Now updated to reflect the new 3rd Edition of Software Requirements, by Karl Wiegers and Joy Beatty!

“I’ll go find out what they want, and the rest of you start coding.” This caption from a cartoon is uncomfortably close to the way some software organizations still treat the requirements specification process. Contemporary definitions of “quality” include the concepts of both meeting stated specifications and satisfying the actual customer requirements, which sadly are not always the same thing. Converging these two components into a unified vision of the final product is the linchpin of success on technical projects.

This two-day workshop describes dozens of tested methods that can help any organization improve the way it elicits, analyzes, documents, validates, and manages software requirements. Characteristics of excellent requirements statements and requirements specifications are presented and used to evaluate some sample functional requirements. Also available in 1 and 3 day versions, contact us for details.

“Thank you for an excellent Requirements class. I thoroughly enjoyed the last two days and I gathered many valuable take-aways from it. Excellent job!” – Steve Blanchard, Business Analyst

The basic concepts of requirements management are described, as are practical methods for managing changes to requirements. These techniques can reduce project risk by improving the quality and control of the software requirements, thereby increasing the likelihood of a successfully completed project.

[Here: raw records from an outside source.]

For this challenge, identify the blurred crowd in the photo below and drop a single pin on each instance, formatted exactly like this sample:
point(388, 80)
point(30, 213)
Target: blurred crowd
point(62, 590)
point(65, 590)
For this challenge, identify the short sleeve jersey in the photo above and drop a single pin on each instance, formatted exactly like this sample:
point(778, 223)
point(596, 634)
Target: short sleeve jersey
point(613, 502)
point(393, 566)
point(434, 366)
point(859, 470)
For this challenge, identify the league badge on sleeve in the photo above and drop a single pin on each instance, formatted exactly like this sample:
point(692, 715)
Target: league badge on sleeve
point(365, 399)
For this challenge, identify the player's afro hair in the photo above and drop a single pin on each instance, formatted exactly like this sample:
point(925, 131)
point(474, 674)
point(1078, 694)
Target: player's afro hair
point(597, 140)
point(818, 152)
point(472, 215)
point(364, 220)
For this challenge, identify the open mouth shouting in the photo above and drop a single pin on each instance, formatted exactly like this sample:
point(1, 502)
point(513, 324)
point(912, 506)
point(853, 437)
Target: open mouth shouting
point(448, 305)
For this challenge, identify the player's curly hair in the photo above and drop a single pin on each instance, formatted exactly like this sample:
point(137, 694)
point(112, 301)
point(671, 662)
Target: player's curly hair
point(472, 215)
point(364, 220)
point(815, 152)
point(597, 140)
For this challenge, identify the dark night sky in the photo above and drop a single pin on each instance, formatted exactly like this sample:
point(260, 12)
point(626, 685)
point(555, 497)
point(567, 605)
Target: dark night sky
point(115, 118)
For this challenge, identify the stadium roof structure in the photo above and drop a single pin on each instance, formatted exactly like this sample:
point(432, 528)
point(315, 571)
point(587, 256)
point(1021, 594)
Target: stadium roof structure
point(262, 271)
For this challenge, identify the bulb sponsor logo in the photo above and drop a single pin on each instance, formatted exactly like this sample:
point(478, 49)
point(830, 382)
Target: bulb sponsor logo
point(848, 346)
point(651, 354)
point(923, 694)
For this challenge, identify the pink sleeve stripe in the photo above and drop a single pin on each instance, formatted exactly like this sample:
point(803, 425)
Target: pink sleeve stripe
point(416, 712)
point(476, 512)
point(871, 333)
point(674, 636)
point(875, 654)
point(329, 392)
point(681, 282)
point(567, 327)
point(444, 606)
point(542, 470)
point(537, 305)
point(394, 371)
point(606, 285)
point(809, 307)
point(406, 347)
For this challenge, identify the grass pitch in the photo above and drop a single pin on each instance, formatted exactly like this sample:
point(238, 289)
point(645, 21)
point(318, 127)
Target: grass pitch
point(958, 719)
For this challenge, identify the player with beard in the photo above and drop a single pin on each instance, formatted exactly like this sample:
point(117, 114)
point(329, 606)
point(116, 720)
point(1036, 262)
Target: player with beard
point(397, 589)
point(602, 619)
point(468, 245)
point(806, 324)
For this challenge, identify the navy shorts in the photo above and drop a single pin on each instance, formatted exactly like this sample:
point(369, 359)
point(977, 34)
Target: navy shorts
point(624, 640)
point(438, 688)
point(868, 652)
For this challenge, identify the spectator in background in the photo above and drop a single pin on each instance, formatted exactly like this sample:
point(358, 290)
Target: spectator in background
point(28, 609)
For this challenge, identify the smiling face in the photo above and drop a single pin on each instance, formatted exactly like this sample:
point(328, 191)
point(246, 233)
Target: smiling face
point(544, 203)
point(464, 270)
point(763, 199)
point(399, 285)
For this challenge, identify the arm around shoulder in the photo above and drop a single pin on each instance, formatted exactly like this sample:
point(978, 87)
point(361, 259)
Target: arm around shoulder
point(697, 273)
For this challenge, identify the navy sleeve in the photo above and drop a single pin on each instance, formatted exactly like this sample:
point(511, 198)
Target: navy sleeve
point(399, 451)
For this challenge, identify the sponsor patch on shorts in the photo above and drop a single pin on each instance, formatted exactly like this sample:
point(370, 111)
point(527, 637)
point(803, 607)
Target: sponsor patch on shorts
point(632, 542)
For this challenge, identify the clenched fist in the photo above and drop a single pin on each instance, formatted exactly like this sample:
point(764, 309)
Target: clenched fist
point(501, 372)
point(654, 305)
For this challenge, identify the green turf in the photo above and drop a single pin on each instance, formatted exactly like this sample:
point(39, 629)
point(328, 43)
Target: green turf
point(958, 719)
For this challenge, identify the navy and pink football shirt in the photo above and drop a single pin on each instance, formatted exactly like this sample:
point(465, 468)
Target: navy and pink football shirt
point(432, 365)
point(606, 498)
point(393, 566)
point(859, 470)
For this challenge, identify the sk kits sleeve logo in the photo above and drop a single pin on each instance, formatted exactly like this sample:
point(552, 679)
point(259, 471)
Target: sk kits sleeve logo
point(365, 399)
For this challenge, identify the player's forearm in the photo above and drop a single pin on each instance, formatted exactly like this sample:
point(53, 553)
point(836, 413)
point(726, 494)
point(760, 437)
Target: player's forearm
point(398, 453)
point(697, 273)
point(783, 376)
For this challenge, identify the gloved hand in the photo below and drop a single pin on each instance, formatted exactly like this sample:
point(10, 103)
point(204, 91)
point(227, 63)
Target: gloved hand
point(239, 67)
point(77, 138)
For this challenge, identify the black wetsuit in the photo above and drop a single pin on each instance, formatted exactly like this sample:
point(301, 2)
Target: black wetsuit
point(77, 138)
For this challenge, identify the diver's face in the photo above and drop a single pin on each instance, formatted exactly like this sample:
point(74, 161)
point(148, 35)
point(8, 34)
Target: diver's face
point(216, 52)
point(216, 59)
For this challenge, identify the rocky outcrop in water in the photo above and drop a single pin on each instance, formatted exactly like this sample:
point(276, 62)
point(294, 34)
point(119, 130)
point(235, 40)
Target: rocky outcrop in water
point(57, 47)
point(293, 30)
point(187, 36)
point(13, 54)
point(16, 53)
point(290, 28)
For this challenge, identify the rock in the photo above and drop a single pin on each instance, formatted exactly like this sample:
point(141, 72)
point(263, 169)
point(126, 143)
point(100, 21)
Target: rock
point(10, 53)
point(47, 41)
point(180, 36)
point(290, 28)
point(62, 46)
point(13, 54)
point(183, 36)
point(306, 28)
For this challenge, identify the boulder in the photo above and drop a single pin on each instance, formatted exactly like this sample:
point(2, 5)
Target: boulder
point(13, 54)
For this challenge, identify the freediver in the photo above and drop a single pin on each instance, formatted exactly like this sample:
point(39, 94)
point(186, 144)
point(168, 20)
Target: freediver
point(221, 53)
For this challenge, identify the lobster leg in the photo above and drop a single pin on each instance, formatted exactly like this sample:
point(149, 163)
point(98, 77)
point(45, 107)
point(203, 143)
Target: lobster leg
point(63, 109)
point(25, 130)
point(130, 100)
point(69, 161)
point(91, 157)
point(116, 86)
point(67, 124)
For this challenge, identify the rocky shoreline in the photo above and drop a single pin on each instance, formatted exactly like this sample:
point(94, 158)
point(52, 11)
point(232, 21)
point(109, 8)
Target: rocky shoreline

This workshop emphasizes many practical techniques, including:

  • Creating an effective customer-developer partnership
  • Customer involvement through a “product champion” model
  • Roles and descriptions of key contributors to requirements
  • Application of use cases for defining user needs and system functions
  • Writing software requirements specifications using a standard template
  • Classifying and recording business rules that affect the technical system
  • A simple model for prioritizing requirements
  • Constructing dialog maps and other analysis models to provide alternative views of the requirements
  • Using prototypes to clarify and refine user needs
  • Using peer reviews to find requirements errors
  • Adapting requirements practices to agile projects

Tools to take away

  • Over 20 different techniques you can apply as warranted on your projects
  • Word-based templates for a Vision and Scope document, Use-case Document and Software Requirements Specification
  • Decision support spreadsheets for prioritizing requirements and identifying quality attributes
  • Checklists, worksheets and whitepapers to reinforce elements of the course
  • Ongoing support for clarification of issues raised in the course from the instructor

Over 1 Meg of soft-copy information is made available at the end of the workshop for participants.

“Great course, it helped me see that we are not alone in the challenges we face, and gave me the tools to improve how we collect and handle requirements.” – Kevin Mueller, Navarik


This seminar will be useful to business analysts, project and product managers, user representatives, software engineers, marketers, and anyone else engaged in eliciting, documenting, analyzing, or managing customer requirements for technical applications.


Blend of lecture, class discussion, group discussions on requirements problems and solutions, and practice sessions. Practice sessions give attendees some experience in working with use cases, drawing a dialog map, reviewing requirements, and writing an action plan to improve their group’s requirements practices.

We provide a diagnostic of current requirements practices that all participants complete prior to the workshop. This serves to introduce topics that will be covered in the session, and helps the instructor understand where to emphasize content in the workshop.

Participants get a complete snapshot of the results (statistically anonymous, of course), as well as feedback on where the group lies relative to others that have taken the diagnostic in the past.

“My staff are going to groan as we work together to become more disciplined – they avoid doing documentation but are thrilled when they benefit from it being done. You’ve provided a basis for us to move forward in building a culture including requirements analysis as part of our best-practices toolkit.” – June Clark, Northern Health Authority

Sample Outline (adjustments can be made to fit your needs)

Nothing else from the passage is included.